Re: ZFS + FreeBSD XEN dom0 panic

From: Ze Dupsys <zedupsys_at_gmail.com>
Date: Thu, 14 Apr 2022 07:20:25 UTC
On 2022.04.05. 18:22, Roger Pau Monné wrote:
> I've pushed the changes to:
> 
> http://xenbits.xen.org/gitweb/?p=people/royger/freebsd.git;a=shortlog;h=refs/heads/for-leak
> 
> (This is on top of main branch).
> 
> I'm also attaching the two patches on this email.
> 
> Let me know if those make a difference to stabilize the system.
> 

I do not know should i start a new thread, but i have captured another 
panic, new trace, this is on different machine, similar setup, 
RELEASE-13.0 + 2 mentioned patches.

I do not know how to reliably repeat it, nor the cause.
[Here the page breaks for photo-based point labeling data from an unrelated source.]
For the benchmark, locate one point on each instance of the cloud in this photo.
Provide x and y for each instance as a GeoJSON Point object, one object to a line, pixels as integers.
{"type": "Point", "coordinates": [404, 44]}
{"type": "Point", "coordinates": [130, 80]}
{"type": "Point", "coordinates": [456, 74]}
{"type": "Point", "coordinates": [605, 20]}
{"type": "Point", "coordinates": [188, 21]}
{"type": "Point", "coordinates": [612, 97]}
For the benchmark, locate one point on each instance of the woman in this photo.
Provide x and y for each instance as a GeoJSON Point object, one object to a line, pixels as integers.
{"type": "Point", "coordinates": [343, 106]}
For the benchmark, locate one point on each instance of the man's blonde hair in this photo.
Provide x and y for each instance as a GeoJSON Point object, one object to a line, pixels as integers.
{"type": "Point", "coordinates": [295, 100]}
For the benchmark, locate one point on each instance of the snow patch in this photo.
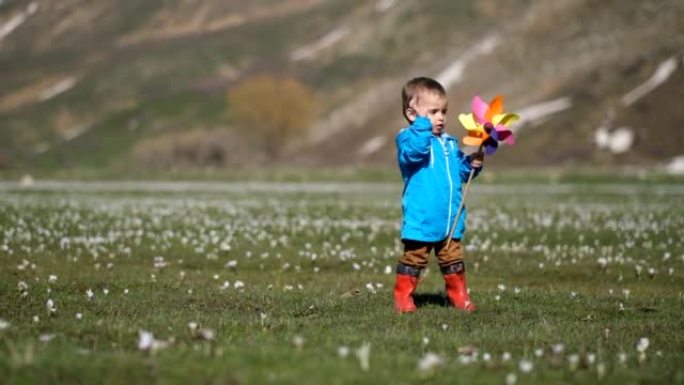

But i have 
suspicion that this happens when doing some of steps like: create new 
ZVOL, turn one VM off, add new HDD/ZVOL path to VM in cfg file, start VM 
back up, inside this VM do some HDD load on newly added HDD (install 
stuff, extract data, etc.) + something of: shut all VMs down one by one, 
then do init 0 or 6, or create new other VM. On this machine i can't 
experiment too much, no serial output available either.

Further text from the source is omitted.